How would you apply ttyrec on a regular desktop? Can it handle video games such as Overwatch?
i did not get the question about "regular desktop" (is it about apps which are not terminal based?) For most apps it should be possible to scale down the frames and convert to terminal-level graphics and extend ttyrecorder to save them , (ofc, with certain loss of quality).
Also at higher frame rates it would be really hard to collect/align the actions, it would be more important to think of a way to handle them from the model-side (eg, think of how CTC loss aligns characters at each timestep).
No, scaling down the frames is not possible. If you want to try it out, take a screenshot of this page and downscale it by a factor of 2.

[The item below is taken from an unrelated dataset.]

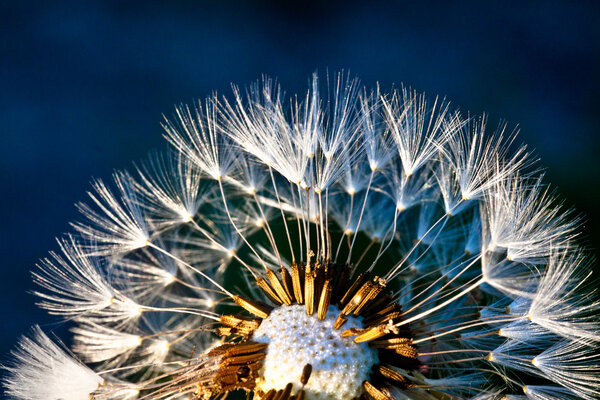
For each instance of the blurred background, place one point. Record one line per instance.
(83, 86)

@ClashLuke I'd recommend to read 'Grandmaster level in StarCraft-II using multi agent reinforcement learning'. Here's the link
It has all that you'd need, real time inference with visual input using architecture consisting of tranformers, etc.
Unfortunately, we can't take one screenshot for every action, as screenshots take 100ms or more. However, recording an entire screen at 60 FPS (the maximum framerate most modern monitors support) is possible. If we later align those frames with the actions taken during a post-processing step, we arrive at roughly the same output without the massive latency overhead. This way, we can retain the capability of allowing the model to "see" what's on the screen.